Frio
Ustedes quieren que yo les hable acerca del frío. Que yo recuerde… la primera vez que sufrí frío, en serio, fue cuando yo tendría unos siete u ocho años de edad. Descontemos ese breve frío en las manos y orejas durante la formación escolar mientras se izaba la bandera, el frío mañanero que ocasionaba los sabañones escolares no cuenta. Aquella vez fue toda una noche de frío. Estábamos en el Yeca.
El Yeca era el nombre de origen misterioso que tenía una casilla en las islas a las que íbamos con mucha frecuencia en el verano. ¿Cómo es que sentía frío en verano? Pues debe haber sido un frío inesperado y desubicado en el calendario, o tal vez fuimos allí durante las vacaciones de invierno. El Yeca era una construcción toda de madera con el techo de chapa.
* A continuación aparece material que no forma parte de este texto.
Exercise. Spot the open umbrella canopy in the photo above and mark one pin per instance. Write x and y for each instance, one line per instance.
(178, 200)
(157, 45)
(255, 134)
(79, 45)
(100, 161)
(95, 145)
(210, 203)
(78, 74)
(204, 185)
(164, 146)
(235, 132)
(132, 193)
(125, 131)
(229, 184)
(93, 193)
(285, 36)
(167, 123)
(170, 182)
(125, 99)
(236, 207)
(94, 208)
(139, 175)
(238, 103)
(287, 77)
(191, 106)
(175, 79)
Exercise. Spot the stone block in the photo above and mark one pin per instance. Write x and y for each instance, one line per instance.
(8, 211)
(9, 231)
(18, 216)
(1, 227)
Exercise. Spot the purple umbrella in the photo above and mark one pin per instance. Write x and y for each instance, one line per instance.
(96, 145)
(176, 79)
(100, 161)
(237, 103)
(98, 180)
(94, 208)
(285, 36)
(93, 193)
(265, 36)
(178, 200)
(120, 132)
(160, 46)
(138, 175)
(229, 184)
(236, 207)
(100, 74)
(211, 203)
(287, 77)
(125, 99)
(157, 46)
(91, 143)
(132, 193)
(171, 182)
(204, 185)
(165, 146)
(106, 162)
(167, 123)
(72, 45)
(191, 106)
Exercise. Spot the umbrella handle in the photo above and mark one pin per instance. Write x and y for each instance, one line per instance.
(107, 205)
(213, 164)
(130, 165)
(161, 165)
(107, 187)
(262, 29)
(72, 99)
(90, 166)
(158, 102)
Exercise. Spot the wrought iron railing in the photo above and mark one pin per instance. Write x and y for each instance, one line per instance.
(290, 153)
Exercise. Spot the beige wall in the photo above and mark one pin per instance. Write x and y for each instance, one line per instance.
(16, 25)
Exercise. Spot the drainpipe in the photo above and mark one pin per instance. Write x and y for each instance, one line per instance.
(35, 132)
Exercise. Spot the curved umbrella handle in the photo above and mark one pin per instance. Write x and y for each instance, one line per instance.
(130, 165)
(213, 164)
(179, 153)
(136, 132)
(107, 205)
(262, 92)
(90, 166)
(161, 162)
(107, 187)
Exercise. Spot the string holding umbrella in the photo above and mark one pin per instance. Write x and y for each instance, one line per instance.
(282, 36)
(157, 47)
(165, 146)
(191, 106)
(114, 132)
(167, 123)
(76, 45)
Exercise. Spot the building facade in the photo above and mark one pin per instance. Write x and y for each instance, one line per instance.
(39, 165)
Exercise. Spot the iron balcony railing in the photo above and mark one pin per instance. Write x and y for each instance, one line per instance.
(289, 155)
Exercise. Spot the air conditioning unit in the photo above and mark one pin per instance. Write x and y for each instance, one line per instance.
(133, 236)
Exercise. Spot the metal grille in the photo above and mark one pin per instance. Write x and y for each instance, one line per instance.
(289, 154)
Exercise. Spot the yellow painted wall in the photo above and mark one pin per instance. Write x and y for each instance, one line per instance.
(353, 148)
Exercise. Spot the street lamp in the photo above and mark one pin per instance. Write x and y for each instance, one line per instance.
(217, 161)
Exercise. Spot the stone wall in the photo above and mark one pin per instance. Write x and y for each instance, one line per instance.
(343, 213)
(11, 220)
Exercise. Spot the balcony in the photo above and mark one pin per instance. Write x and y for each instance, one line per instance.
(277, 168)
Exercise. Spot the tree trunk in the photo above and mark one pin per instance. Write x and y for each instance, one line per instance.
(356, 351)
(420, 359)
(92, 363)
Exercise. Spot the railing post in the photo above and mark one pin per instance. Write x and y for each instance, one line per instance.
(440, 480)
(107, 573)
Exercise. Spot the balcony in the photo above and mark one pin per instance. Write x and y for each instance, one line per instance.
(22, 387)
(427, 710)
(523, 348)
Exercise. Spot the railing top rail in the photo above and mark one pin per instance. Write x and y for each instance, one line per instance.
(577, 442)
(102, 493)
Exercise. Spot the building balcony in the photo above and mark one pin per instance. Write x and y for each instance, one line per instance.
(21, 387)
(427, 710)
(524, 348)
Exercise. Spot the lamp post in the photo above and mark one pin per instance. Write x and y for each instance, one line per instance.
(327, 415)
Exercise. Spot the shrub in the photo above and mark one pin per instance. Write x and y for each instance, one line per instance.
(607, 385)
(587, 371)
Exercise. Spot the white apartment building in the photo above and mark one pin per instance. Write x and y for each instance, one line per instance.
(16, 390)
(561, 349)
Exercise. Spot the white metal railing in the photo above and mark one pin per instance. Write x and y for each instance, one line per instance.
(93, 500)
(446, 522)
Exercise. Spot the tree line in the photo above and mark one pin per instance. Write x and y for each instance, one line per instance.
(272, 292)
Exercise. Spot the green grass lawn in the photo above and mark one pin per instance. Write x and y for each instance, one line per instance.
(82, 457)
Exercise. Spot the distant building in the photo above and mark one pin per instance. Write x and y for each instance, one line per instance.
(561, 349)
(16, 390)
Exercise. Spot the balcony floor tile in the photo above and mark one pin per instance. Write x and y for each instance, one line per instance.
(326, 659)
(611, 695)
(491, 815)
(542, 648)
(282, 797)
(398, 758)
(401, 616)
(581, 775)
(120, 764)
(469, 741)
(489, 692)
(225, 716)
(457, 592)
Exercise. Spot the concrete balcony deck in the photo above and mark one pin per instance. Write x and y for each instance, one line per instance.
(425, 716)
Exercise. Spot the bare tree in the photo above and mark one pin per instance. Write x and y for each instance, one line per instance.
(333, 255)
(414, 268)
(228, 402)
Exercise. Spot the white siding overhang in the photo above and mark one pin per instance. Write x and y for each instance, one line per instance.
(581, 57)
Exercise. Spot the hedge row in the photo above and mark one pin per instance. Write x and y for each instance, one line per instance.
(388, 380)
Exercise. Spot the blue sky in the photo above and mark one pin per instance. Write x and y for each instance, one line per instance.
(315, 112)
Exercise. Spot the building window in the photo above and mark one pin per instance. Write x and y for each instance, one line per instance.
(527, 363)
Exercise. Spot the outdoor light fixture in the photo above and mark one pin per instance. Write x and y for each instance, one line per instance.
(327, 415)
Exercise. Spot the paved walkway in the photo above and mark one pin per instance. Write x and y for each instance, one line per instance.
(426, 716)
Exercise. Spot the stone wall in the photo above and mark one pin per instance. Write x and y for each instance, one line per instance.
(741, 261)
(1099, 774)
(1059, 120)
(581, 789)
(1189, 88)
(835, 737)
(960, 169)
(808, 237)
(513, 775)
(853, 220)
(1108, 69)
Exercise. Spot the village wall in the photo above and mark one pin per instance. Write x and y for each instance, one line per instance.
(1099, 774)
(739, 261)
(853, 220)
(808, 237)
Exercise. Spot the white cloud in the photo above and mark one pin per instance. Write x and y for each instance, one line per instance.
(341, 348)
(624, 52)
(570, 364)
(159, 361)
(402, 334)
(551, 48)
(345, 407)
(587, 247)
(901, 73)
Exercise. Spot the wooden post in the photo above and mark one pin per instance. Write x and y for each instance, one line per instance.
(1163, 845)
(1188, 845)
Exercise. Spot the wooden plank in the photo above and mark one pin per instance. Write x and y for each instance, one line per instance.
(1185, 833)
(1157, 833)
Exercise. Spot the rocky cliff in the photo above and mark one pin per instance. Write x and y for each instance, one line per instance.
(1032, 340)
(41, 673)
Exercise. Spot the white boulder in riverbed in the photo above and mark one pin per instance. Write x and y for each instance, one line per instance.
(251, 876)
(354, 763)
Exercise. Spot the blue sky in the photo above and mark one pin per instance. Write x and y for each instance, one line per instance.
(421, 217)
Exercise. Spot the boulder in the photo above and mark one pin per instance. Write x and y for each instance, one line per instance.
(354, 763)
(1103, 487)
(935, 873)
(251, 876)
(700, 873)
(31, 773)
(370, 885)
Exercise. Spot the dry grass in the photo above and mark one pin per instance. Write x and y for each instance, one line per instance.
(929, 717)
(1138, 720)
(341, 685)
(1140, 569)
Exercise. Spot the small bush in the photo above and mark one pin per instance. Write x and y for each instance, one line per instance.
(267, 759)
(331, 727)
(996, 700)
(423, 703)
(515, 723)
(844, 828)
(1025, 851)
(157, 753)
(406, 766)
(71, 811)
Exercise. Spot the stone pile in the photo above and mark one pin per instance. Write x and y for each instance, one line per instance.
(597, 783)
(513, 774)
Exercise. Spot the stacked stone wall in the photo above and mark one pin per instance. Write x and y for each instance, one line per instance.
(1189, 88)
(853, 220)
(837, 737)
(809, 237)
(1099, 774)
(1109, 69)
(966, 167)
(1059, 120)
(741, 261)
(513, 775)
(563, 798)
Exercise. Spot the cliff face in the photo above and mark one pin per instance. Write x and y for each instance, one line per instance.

Se encontraba en el interior de las islas del delta. Uno llegaba en ferrocarril hasta la estación terminal, y de allí había que remar unos cuarenta minutos por uno de los ríos principales, y después internarse en un zanjón hasta el corazón de la isla, donde con toda seguridad los terrenos eran mucho más baratos. En la planta baja no había nada porque se inundaba con frecuencia.
Solamente se erigían los pilares que soportaban la parte superior, que de este modo siempre quedaba protegida del avance de las aguas.
A decir verdad, en la parte inferior había algo, estaba una pequeña cocina, un depósito de leña y un retrete. A la cocina se la utilizaba poco y nada, sólo calentar agua para el mate en el primus, no recuerdo el olor del café por aquellos lugares. El depósito de leña protegía de la lluvia a una buena cantidad de ramas de ciruelos y duraznos producidos durante la poda de los frutales en el invierno.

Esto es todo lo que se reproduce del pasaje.